Furthermore, in the above embodiment, the shift operation amount is determined by the detected rotational speed (Rx
) and the set rotation speed (Rs), (Rn) deviation (D)
We have illustrated the case where the configuration is configured so that it increases or decreases in proportion to
The specific configuration of each part can be changed in various ways, such as by preparing a table of values corresponding to the deviation (D) and storing the table in advance, and reading out the table according to the calculated deviation (D).

Further, although an embodiment has been shown in which the present invention is applied to a combine harvester as a working vehicle, it can be applied to various working vehicles such as a tractor or a rice transplanter.

Incidentally, although reference numerals are written in the claims section for convenient comparison with the drawings, the present invention is not limited to the structure shown in the accompanying drawings.

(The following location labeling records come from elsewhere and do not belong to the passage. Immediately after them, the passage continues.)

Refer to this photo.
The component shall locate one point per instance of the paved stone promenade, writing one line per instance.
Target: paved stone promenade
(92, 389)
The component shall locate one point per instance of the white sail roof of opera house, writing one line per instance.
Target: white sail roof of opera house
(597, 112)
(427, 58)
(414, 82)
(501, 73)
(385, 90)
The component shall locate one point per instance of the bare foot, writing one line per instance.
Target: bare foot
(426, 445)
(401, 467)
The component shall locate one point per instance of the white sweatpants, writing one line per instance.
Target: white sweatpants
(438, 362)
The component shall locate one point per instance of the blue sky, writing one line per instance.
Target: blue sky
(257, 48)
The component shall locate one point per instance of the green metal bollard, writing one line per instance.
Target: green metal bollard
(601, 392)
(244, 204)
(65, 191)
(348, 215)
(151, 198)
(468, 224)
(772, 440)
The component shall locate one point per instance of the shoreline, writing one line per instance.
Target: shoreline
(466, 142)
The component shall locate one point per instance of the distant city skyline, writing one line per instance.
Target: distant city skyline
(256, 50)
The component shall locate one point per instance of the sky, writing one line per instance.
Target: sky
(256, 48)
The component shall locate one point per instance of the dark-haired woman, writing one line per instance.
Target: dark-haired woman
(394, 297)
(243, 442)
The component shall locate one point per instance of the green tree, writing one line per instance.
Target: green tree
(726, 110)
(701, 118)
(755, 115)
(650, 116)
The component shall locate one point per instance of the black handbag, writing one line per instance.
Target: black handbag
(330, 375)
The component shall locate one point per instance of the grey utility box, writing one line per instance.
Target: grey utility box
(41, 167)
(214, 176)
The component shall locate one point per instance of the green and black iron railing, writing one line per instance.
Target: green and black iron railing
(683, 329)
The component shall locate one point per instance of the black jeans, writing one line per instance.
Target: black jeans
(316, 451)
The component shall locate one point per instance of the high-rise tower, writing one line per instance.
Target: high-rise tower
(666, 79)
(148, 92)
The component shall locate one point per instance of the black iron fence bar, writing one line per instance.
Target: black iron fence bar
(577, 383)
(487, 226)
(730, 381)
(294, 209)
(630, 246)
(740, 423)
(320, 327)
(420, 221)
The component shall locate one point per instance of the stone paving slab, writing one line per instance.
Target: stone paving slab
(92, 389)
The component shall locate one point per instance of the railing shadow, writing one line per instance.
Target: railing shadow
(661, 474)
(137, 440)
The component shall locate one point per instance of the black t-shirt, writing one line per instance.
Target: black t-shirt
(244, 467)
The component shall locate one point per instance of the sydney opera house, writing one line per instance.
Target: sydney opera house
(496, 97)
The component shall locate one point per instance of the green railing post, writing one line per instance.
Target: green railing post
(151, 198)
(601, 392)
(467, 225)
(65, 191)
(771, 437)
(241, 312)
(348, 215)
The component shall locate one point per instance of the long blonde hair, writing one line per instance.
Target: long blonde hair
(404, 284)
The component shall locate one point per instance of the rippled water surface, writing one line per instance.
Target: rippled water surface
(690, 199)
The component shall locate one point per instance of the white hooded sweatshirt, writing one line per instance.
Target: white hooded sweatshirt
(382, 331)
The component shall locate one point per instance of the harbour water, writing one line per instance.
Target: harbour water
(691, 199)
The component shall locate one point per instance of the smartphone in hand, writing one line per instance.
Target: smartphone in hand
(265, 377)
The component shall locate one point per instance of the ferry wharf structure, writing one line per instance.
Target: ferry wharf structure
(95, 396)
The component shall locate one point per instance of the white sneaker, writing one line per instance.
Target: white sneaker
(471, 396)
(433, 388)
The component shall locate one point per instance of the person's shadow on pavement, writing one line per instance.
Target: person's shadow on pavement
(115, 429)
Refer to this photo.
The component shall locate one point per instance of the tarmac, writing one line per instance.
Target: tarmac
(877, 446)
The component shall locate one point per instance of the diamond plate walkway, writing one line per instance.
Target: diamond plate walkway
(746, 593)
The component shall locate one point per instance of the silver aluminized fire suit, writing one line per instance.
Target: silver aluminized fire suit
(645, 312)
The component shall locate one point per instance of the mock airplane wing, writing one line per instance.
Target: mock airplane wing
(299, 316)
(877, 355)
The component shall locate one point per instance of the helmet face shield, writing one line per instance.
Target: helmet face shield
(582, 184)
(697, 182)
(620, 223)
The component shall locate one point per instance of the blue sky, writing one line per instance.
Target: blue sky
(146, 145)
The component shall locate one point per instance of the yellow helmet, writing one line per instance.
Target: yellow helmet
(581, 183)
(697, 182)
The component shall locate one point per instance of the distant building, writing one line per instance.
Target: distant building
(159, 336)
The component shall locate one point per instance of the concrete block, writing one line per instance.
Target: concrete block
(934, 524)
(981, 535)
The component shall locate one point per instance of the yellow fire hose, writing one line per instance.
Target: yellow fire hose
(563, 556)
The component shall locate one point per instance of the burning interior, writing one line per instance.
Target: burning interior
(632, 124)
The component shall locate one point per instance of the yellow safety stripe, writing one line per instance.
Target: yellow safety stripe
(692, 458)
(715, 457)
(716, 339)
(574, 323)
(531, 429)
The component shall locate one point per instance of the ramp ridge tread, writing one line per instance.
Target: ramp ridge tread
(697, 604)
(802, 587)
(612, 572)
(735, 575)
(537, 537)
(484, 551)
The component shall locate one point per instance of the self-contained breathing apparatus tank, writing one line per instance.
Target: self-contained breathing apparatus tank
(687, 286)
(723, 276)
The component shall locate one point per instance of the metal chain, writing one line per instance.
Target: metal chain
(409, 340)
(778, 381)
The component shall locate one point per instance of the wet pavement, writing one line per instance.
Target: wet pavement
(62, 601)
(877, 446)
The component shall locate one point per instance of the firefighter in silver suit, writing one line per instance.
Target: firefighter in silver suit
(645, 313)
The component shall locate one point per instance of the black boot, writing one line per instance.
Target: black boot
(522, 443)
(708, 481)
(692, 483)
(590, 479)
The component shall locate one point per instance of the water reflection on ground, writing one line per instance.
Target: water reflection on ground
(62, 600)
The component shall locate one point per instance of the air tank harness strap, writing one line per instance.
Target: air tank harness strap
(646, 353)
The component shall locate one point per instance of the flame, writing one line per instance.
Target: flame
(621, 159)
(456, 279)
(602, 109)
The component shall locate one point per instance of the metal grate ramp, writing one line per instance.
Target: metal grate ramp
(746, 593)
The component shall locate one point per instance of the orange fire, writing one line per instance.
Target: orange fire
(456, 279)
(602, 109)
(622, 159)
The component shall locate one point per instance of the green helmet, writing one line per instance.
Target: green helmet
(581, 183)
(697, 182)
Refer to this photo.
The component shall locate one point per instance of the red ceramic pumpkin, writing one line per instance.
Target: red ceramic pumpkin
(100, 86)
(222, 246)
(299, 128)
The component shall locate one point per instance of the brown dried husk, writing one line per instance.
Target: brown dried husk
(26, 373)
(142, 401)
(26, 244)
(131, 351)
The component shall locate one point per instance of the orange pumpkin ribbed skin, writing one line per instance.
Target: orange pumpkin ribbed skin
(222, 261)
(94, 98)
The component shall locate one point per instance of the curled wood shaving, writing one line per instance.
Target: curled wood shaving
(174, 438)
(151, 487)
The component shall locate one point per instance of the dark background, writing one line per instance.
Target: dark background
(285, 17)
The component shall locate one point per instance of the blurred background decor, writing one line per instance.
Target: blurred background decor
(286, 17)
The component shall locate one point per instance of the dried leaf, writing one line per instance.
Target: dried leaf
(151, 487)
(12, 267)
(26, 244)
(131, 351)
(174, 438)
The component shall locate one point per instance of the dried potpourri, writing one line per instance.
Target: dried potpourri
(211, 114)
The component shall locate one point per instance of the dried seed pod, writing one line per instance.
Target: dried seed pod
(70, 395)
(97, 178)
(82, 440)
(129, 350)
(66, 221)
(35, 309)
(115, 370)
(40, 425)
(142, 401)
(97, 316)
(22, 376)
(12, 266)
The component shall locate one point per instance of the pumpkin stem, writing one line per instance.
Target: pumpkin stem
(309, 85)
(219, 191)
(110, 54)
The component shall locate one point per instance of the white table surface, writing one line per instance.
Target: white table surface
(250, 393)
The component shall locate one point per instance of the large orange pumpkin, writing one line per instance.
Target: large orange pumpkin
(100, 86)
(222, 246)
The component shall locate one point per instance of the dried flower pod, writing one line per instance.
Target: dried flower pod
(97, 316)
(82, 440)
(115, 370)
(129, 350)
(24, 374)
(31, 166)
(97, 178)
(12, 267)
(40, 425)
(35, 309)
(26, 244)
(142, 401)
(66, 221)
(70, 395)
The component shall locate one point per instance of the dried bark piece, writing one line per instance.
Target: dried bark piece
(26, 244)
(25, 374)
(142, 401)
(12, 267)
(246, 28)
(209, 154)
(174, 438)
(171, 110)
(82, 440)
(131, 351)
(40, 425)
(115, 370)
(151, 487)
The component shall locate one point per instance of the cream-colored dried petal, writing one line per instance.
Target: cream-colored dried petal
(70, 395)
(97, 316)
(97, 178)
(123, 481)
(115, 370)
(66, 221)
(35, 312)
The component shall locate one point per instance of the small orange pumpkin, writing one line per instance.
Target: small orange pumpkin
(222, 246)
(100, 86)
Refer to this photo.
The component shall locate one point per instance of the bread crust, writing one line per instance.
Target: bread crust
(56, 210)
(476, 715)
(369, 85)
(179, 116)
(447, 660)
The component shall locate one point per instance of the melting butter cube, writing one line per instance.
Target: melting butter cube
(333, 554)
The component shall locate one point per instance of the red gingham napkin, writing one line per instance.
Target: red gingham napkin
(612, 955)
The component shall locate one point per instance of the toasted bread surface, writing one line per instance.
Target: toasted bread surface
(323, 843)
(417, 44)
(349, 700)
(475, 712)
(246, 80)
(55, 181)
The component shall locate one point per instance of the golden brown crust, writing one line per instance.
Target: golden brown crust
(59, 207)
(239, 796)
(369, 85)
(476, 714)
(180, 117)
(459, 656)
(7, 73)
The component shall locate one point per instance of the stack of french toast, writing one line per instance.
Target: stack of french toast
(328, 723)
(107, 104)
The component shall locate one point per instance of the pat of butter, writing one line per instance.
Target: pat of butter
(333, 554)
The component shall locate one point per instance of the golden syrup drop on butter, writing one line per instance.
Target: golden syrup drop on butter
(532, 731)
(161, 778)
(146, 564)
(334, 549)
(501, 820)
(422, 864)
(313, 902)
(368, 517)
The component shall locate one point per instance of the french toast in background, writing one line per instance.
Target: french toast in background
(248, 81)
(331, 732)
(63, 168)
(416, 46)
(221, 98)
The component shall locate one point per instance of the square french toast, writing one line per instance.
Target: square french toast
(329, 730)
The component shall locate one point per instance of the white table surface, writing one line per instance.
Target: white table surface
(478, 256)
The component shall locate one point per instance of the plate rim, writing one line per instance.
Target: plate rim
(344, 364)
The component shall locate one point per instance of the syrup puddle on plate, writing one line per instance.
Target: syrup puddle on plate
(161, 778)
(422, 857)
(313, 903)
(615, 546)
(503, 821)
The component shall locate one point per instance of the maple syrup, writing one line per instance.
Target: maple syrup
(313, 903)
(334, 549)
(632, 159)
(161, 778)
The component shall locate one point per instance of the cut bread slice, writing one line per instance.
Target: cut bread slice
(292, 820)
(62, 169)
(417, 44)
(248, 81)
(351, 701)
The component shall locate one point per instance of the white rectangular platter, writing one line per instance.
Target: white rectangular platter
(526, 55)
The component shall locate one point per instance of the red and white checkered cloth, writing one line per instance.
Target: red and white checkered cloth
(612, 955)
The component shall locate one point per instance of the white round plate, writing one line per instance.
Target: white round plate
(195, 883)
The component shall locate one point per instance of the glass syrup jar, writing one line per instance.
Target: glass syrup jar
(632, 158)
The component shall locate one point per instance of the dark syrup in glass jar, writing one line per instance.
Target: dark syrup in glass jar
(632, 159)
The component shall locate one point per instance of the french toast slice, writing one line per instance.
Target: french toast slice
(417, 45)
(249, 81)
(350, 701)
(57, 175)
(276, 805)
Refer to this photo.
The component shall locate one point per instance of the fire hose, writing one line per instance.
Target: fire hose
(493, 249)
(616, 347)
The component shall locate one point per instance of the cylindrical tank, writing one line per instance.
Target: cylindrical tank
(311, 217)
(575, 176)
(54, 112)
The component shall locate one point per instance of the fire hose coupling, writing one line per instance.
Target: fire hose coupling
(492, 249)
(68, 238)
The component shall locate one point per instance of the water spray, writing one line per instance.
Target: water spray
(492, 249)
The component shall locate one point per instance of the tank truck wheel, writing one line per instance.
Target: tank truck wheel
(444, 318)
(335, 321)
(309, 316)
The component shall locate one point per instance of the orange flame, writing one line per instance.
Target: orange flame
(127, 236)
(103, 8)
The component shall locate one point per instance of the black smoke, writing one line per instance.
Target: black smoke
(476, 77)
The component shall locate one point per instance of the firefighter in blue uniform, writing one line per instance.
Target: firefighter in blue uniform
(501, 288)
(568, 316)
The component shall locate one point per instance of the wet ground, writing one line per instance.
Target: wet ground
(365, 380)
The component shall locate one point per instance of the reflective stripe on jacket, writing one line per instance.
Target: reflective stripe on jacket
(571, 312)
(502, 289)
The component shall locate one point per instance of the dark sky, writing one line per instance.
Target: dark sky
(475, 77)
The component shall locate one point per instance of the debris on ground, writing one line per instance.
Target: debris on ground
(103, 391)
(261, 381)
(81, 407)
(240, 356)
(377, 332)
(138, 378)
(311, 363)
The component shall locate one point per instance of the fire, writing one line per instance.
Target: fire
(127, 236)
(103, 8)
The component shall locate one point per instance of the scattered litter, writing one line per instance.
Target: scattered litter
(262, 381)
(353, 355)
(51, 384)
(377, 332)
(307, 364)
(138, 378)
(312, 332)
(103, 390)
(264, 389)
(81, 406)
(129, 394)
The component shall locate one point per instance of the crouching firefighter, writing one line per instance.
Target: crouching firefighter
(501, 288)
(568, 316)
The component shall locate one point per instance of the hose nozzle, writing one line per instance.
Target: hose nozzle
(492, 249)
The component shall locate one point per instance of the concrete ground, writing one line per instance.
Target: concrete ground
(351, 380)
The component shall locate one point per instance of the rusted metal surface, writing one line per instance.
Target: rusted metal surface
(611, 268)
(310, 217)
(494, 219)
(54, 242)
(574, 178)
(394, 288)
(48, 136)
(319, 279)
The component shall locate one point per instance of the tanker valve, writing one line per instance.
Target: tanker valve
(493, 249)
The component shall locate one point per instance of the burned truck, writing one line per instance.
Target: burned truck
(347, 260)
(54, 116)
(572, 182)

[Brief explanation of the drawing]

The drawings show an embodiment of the vehicle speed control device for a working vehicle according to the present invention, in which FIG. 1 is a block diagram of a control configuration, FIG. 2 is a flowchart of control operation, and FIG. 3 is a schematic side view of a combine harvester. (2)...Working equipment, (9)...Transmission, (E)...Engine, (S1)...
...Rotation speed detection means, (Rx)...Detected rotation speed, (Rs), (Rn)...Reference rotation speed, (
S0)... Working status detection means, (100)...
... Vehicle speed control means, (101) ... Auxiliary vehicle speed control means, (D) ... Deviation.

Claims (1)

[Scope of Claims] 1. A speed change device (9) for traveling and a working device (2) are interlocked and connected to the engine (E), and a rotation speed detection means ( S_1), and when the detected rotational speed (Rx) of the rotational speed detection means (S_1) is larger than the reference rotational speed (Rs) for work, the speed is increased, and the detected rotational speed (Rx) is Standard rotation speed for work (R
vehicle speed control means (100) that automatically operates the transmission (9) based on the detection information of the rotation speed detection means (S_1) so as to reduce the speed when the speed is smaller than s). , a working state detection means (S_0) for detecting whether the working vehicle is in a working state is provided, and the vehicle speed control means (100) detects that the working state detecting means (S_0) is in a working state. A vehicle speed control device for a work vehicle configured to control the vehicle only when the vehicle is in operation, wherein the detected rotation speed (Vx) of the rotation speed detection means (S_1) is smaller than the reference rotation speed (Vn) for non-work use. In this case, auxiliary vehicle speed control means (101) configured to automatically operate the transmission (9) based on the detection information of the rotation speed detection means (S_1) is provided so as to reduce the speed. . A vehicle speed control device for a work vehicle, wherein the auxiliary control means (101) is configured to perform a control operation only when the work state detection means (S_0) detects that the work state is in a non-work state. 2. The vehicle speed control device for a work vehicle according to claim 1, wherein the auxiliary vehicle speed control means (101) is configured to control the detected rotational speed (R
The transmission device (9) is automatically operated based on the detection information of the rotation speed detection means (S_1) so as to increase the speed when the rotation speed x) is larger than the non-working reference rotation speed (Rn). The auxiliary vehicle speed control means (
101) is a shift amount that increases as the deviation (D) between the non-working reference rotation speed (Rn) and the detected rotation speed (Rx) increases, and the shift amount increases per unit amount of the deviation (D). The gear change operation is performed in a state where the amount of speed change on the deceleration side is larger than the amount of speed change on the speed increase side.